Léa Mazza : J’ai participé aux Jeux de l’Avenir à Valence en 2013, mais en tant que nageuse. J’ai fait une course et à la fin un monsieur est venu me voir et m’a dit qu’il y avait une exposition de fauteuils d’athlé à l’entrée de la piste. Je suis donc allé voir et ça ne m’a pas trop intéressé au début. J’ai ensuite été inscrite à un stage handisport au cours duquel, il y avait ce sport-là. Les responsables du stage m’ont mis sur l’athlé parce qu’ils voulaient vraiment que j’essaie.

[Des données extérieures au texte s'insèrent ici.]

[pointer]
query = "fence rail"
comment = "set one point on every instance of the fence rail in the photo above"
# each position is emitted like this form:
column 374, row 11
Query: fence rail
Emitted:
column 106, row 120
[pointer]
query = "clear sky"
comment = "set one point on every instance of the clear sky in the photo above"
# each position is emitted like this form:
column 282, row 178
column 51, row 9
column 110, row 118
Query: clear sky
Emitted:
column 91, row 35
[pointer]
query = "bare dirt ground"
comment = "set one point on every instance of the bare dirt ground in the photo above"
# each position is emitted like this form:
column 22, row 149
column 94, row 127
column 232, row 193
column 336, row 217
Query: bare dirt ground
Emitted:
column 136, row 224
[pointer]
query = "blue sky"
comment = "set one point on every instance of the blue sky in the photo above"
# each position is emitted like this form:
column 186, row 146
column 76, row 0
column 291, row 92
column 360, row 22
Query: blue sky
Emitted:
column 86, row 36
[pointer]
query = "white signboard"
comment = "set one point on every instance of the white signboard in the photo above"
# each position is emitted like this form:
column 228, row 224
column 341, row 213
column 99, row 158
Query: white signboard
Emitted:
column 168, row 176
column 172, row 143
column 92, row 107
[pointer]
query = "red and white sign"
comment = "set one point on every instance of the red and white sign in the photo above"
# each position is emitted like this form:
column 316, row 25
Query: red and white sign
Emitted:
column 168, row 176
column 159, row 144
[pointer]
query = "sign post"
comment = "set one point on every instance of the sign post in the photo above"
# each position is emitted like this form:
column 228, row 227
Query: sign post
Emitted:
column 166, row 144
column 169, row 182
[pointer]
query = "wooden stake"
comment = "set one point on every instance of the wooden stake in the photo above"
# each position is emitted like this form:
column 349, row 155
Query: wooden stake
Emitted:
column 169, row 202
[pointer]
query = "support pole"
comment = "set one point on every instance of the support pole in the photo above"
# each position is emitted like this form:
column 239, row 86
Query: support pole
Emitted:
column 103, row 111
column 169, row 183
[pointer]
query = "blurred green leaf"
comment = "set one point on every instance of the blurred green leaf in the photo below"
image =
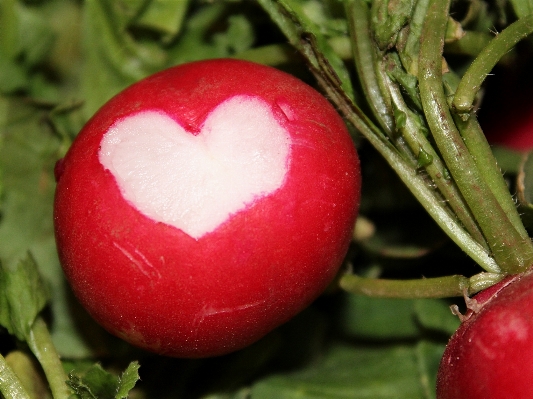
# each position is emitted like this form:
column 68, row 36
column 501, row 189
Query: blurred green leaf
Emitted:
column 23, row 295
column 164, row 16
column 384, row 372
column 522, row 7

J’ai trouvé un club la saison suivante…

cultureSPORT : Justement, comment as-tu rejoint l’Iroise Athlétisme, ton club actuel ?

Léa Mazza : C’est la responsable d’Handisport Bretagne qui s’en est chargé. Je voulais faire de l’athlétisme et ils ont essayé de me trouver un club et un entraîneur. Il me semble qu’ils avaient déjà rencontré le club de Saint Renan* (Finistère) parce que les responsables voulaient créer quelque chose autour du handisport, développer le handisport.

cultureSPORT : Parle-nous de tes entraînements…

Léa Mazza : J’ai trois entraînements par semaine, avec des horaires qui me sont spécifiques. J’ai également trois entraîneurs. Il y a Godelieve mon entraîneur « général », Bruno qui conçoit les plans d’entraînement et Denis. Denis c’est la première personne qui m’a entraîné, il suit mon évolution, ma progression.

cultureSPORT : Tu pratiques le 100m et le 200m. Tu n’as pas essayé de distances plus longues ?

Léa Mazza : J’ai essayé le 400m à l’entraînement et j’ai encore un peu de mal. Je pense que je vais travailler ça cette saison et pourquoi pas faire de la compétition plus tard sur cette distance.

cultureSPORT : Tu as fait quelques compétitions avant d’aller aux Championnats de France ?

Léa Mazza : Avant les Championnats de France, je suis allé à Lamballe. Il y avait une rencontre sportive et ils avaient organisé une petite compétition. C’est là que je me suis qualifié.

cultureSPORT : Tu n’avais qu’une compétition avant les « France » ?

Léa Mazza : Oui.

cultureSPORT : Ce n’est pas beaucoup…

Léa Mazza : Ah non !

cultureSPORT : Tu aurais aimé plus de compétitions au cours de la saison ?

Léa Mazza : Oui, afin d’être mieux préparée. Après, comme c’était l’année où je faisais mes premières compétitions j’y allais doucement, je n’enchaînais pas tout d’un coup. Mais à la rentrée je vais me mettre à la route, en plus de la piste. Donc je vais en avoir un peu plus je pense.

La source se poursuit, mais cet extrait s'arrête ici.